Outro período comentado por Cleomar Lima já se figura como modernidade, entretanto, em uma cidade não desenvolvida ou ordenada. “Um outro momento é pós-Zona Franca, mas aí já tem a ver com a globalização, com essas características do capitalismo atual que vive uma modernidade. Mas, Manaus está inserida no contexto como área de montagem. A cidade cresceu muito de uma forma desordenada, descontrolada e a gente paga o preço por isso”, justificou.

Um pouco de história

Lima esclarece que o Pará e o Grão-Pará eram ligados a Portugal e não ao Brasil. “A Independência do Brasil é uma coisa, o Pará era outra coisa. E Dom Pedro não aceitou essa rebeldia. E ele mandou invadir o Pará e morreram cerca de 256 paraenses no porão de um barco. Isso trouxe muita revolta, porque nós, amazônidas, fomos reprimidos violentamente”, disse.

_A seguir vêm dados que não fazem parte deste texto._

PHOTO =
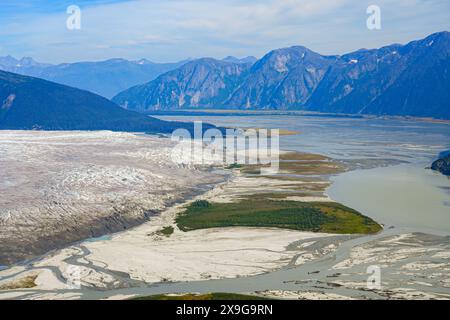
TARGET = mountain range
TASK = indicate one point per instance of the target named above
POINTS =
(28, 103)
(106, 78)
(407, 80)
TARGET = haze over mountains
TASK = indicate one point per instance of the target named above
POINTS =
(411, 79)
(28, 103)
(106, 78)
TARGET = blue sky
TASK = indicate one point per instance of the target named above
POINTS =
(170, 30)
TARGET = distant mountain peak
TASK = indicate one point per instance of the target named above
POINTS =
(249, 59)
(411, 79)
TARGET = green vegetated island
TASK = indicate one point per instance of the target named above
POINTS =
(275, 209)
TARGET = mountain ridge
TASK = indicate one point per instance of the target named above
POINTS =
(406, 80)
(28, 103)
(106, 78)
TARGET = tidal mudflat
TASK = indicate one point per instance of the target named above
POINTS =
(61, 187)
(159, 258)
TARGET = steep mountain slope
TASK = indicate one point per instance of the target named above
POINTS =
(200, 83)
(282, 79)
(411, 79)
(106, 78)
(31, 103)
(396, 80)
(423, 88)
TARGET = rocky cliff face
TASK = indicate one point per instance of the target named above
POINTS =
(396, 80)
(200, 83)
(284, 78)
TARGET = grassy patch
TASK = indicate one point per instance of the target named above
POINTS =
(23, 283)
(166, 231)
(209, 296)
(272, 213)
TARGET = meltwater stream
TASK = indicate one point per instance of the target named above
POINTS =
(388, 180)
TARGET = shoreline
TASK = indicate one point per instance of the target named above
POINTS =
(239, 112)
(271, 247)
(139, 236)
(78, 185)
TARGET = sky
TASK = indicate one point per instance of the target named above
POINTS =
(173, 30)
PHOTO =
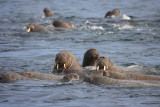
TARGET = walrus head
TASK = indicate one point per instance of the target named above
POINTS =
(48, 12)
(66, 61)
(104, 63)
(90, 57)
(35, 28)
(58, 23)
(114, 12)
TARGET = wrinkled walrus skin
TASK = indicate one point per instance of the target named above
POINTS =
(12, 76)
(66, 62)
(60, 24)
(90, 57)
(35, 28)
(115, 12)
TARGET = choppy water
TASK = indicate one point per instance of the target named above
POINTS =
(134, 42)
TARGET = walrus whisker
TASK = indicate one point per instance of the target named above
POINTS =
(28, 30)
(64, 66)
(57, 66)
(104, 67)
(97, 68)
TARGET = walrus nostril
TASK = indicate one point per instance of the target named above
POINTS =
(102, 57)
(57, 66)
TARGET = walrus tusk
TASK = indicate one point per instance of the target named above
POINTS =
(57, 66)
(28, 30)
(97, 68)
(64, 66)
(73, 26)
(104, 67)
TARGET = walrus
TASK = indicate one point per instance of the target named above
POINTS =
(60, 24)
(48, 12)
(13, 76)
(90, 57)
(105, 63)
(117, 72)
(35, 28)
(109, 81)
(66, 61)
(115, 12)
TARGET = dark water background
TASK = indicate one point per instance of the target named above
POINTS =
(134, 42)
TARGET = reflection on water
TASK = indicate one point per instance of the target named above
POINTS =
(126, 42)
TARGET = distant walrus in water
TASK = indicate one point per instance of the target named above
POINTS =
(90, 57)
(114, 12)
(35, 28)
(48, 12)
(58, 23)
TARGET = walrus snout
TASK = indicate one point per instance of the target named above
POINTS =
(48, 12)
(103, 63)
(30, 27)
(90, 57)
(69, 77)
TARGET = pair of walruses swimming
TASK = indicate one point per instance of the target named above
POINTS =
(107, 72)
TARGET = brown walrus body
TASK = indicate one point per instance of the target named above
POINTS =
(66, 61)
(35, 28)
(105, 63)
(48, 12)
(114, 12)
(60, 24)
(12, 76)
(90, 57)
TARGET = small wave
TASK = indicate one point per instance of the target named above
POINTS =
(125, 17)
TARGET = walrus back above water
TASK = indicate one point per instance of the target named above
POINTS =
(35, 28)
(105, 63)
(90, 57)
(58, 23)
(66, 61)
(115, 12)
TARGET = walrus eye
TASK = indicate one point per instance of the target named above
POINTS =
(32, 27)
(104, 67)
(57, 66)
(64, 66)
(28, 29)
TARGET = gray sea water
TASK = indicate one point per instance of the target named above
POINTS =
(126, 42)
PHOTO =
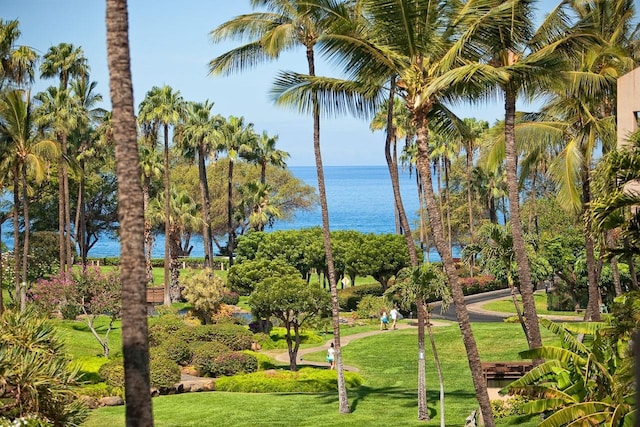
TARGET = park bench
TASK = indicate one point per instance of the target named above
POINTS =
(499, 374)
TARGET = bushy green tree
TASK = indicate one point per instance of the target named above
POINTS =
(36, 377)
(287, 297)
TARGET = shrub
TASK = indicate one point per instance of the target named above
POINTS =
(204, 355)
(306, 380)
(176, 350)
(164, 372)
(112, 373)
(349, 298)
(232, 363)
(370, 307)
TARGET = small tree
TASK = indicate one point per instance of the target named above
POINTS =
(205, 291)
(99, 294)
(286, 296)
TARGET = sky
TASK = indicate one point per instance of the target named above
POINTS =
(170, 45)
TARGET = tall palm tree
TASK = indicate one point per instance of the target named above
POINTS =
(196, 137)
(59, 111)
(65, 62)
(17, 63)
(286, 24)
(264, 153)
(135, 344)
(233, 137)
(27, 156)
(163, 107)
(89, 117)
(417, 41)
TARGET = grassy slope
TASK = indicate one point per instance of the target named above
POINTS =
(388, 364)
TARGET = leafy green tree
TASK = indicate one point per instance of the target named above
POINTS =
(287, 297)
(17, 63)
(205, 291)
(196, 138)
(287, 24)
(26, 155)
(37, 377)
(164, 107)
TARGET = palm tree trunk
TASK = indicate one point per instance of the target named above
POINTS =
(135, 344)
(524, 273)
(435, 219)
(230, 238)
(324, 209)
(16, 231)
(423, 412)
(206, 208)
(167, 220)
(593, 310)
(25, 240)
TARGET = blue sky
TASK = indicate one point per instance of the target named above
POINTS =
(170, 45)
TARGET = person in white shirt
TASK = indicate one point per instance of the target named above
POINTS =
(394, 317)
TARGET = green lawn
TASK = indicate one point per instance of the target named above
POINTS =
(388, 365)
(505, 305)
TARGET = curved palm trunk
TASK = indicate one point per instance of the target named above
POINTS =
(423, 412)
(25, 240)
(231, 237)
(16, 231)
(343, 400)
(167, 221)
(593, 311)
(135, 344)
(435, 219)
(524, 273)
(206, 208)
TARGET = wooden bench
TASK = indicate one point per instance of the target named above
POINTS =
(500, 373)
(155, 296)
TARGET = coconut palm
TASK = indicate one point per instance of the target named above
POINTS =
(135, 344)
(26, 156)
(196, 137)
(16, 62)
(65, 62)
(233, 137)
(286, 24)
(163, 107)
(416, 41)
(264, 153)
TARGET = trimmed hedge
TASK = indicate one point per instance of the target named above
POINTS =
(349, 298)
(306, 380)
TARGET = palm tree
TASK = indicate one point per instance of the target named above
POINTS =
(135, 344)
(264, 153)
(233, 137)
(163, 107)
(65, 62)
(286, 25)
(27, 156)
(89, 116)
(16, 62)
(416, 41)
(196, 137)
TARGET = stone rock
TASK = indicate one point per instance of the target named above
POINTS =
(111, 401)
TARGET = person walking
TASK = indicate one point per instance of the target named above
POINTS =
(394, 317)
(331, 356)
(384, 320)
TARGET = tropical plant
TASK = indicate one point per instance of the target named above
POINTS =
(581, 383)
(135, 338)
(287, 24)
(162, 107)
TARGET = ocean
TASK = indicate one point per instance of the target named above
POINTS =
(359, 198)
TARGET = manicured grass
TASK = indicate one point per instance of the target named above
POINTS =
(505, 305)
(388, 364)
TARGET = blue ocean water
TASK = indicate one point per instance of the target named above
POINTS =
(358, 197)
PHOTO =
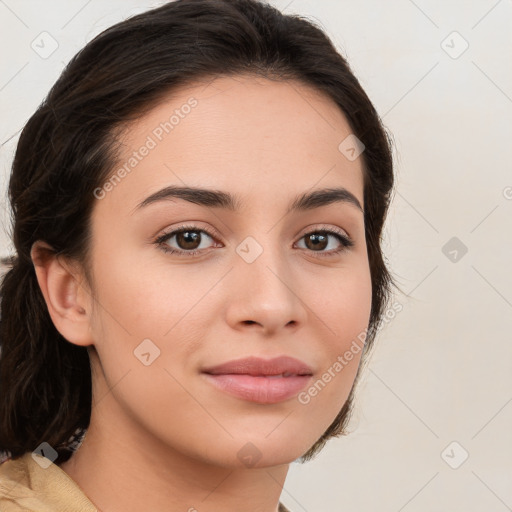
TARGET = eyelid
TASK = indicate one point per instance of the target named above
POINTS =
(346, 241)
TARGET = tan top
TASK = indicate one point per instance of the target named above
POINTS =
(32, 483)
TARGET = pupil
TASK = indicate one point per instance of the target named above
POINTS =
(188, 239)
(316, 241)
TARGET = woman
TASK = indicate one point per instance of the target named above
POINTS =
(198, 205)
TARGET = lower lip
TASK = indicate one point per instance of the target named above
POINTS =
(260, 389)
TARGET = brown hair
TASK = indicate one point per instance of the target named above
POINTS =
(66, 150)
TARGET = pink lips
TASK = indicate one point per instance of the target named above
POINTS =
(260, 380)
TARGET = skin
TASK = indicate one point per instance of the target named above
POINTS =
(161, 437)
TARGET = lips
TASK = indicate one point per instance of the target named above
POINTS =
(264, 381)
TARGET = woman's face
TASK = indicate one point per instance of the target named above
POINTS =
(256, 272)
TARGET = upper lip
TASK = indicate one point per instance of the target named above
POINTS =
(255, 366)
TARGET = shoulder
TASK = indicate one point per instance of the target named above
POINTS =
(33, 483)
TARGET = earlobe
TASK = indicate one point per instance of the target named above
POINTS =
(61, 287)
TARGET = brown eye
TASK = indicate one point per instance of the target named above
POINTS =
(188, 239)
(319, 241)
(316, 241)
(185, 241)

O historiador conta que a Constituição de 1824, do Estado do Grão-Pará, passou a ser província do Grão-Pará. “A gente caiu uma estrela. E isso vai gerar muita revolta por parte da elite local que vai dar origens a cabanagem. Aquele movimento de cabanagem – a sua sementinha é plantada nesse momento dessa conjuntura desagradável que Dom Pedro I criou, e que vai explodir na época regencial. Tentando aqui uma separação realmente muito radical, um movimento em si. Que nasce em Belém, mas se espalha pelo interior da Amazônia”, finalizou.